Search is on for leader of new Policing Authority

Selected candidate to play key role in appointing new Garda Commissioner next year

Noirín O’Sullivan, interim Garda Commissioner. The new head of the Policing Authority will help choose the next commissioner. Photograph: Cyril Byrne/The Irish Times

Noirín O’Sullivan, interim Garda Commissioner. The new head of the Policing Authority will help choose the next commissioner. Photograph: Cyril Byrne/The Irish Times

 

The recruitment contest that will yield the first leader of the new Policing Authority has begun, with the successful candidate set for a key role in selecting the next Garda Commissioner.

However, Minister for Justice Frances Fitzgerald will retain oversight of the security service within the Garda force. Concern had been expressed at opening sensitive information on State security to an outside body made up of civilians.

News that the chairperson-designate of the authority will help choose the next commissioner means the most senior Garda post in the State will not be filled on a permanent basis until next year.

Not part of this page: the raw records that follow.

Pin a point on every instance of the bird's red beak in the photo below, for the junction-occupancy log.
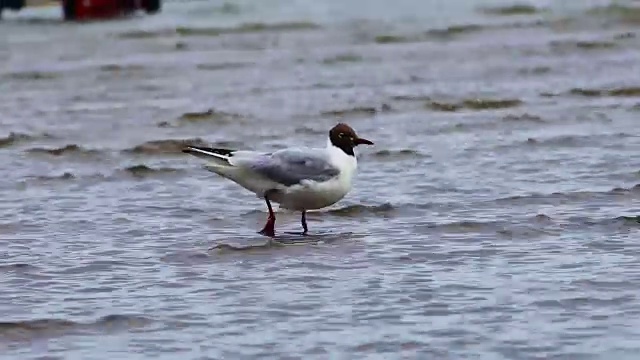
(361, 141)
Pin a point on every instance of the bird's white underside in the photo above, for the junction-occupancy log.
(308, 195)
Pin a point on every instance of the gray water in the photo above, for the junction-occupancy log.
(497, 216)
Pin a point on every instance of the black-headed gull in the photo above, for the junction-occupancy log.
(299, 179)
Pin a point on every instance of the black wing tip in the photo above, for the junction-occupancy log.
(197, 149)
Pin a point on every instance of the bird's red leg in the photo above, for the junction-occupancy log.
(304, 223)
(269, 227)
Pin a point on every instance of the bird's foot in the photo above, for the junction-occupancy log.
(302, 233)
(269, 228)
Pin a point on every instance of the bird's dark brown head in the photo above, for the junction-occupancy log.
(344, 137)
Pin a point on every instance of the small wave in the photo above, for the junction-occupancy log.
(574, 140)
(422, 98)
(359, 210)
(171, 146)
(222, 66)
(397, 154)
(120, 68)
(455, 30)
(210, 115)
(616, 12)
(623, 91)
(13, 138)
(629, 220)
(71, 149)
(393, 39)
(28, 329)
(246, 28)
(358, 111)
(144, 171)
(16, 266)
(32, 75)
(536, 70)
(558, 197)
(581, 45)
(524, 118)
(516, 9)
(64, 176)
(342, 58)
(474, 104)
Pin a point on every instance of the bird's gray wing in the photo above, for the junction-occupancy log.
(293, 166)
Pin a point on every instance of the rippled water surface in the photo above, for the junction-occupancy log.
(497, 216)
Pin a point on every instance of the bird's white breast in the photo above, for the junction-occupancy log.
(312, 195)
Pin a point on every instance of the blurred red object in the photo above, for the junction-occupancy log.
(106, 9)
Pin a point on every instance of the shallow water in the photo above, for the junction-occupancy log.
(496, 217)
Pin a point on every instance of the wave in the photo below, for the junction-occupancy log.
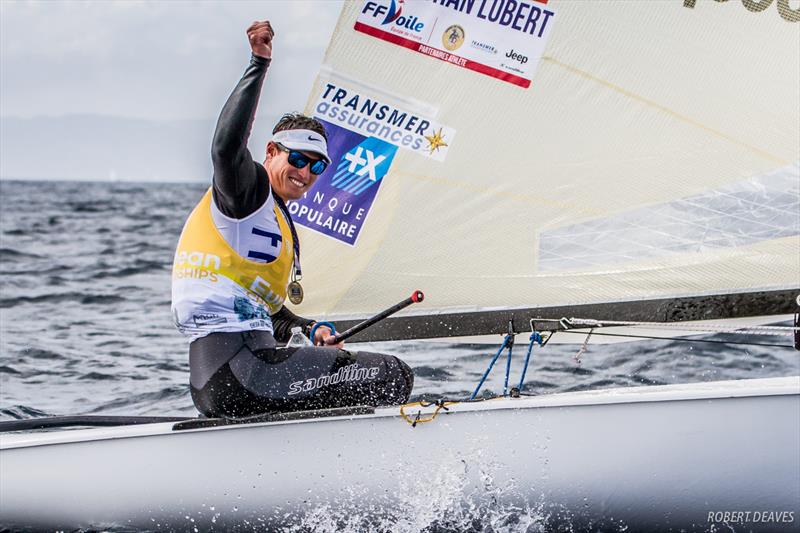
(9, 254)
(140, 267)
(18, 412)
(86, 299)
(37, 353)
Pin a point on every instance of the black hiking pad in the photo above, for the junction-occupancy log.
(196, 423)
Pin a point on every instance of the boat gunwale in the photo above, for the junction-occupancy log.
(712, 390)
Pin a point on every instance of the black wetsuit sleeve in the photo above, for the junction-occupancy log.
(284, 320)
(240, 184)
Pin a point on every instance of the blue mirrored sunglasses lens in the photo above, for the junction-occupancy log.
(319, 167)
(298, 160)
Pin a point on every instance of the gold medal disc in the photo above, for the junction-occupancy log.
(295, 292)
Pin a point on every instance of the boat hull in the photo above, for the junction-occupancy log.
(655, 458)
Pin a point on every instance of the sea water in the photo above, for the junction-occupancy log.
(85, 328)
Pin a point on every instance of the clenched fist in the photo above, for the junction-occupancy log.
(260, 34)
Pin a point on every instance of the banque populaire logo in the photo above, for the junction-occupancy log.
(339, 202)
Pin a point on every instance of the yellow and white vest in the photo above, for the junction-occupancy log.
(214, 288)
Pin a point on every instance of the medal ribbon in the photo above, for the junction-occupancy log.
(298, 274)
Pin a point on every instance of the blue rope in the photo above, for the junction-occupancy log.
(491, 364)
(536, 337)
(508, 370)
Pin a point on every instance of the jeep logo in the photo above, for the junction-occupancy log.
(517, 57)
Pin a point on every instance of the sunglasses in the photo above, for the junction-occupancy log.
(299, 160)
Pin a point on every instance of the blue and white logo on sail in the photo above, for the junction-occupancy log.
(364, 166)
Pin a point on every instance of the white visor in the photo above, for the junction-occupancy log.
(304, 141)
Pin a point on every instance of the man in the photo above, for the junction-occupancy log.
(236, 256)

The position is currently filled by interim Garda Commission Noirín O’Sullivan. She was second in command as the only deputy commissioner of the force when former Garda commissioner Martin Callinan retired amid mounting pressure over his handling of Garda whistleblowers and their concerns over the cancellation of penalty points last March.

Advertisements have now been placed seeking candidates for the post of chairperson-designate for what the Government has decided will be called the Policing Authority, rather than the anticipated garda authority title.

Justice sources said the preferred title reflected the fact the new body would deal with a wide range of agencies across the Justice family and not just the Garda force. The new body will act as a buffer between politics and policing.

The chairperson-designate will automatically become the first chairperson of the Policing Authority once it has begun operating, with applications for the post accepted up to next Friday, October 17th.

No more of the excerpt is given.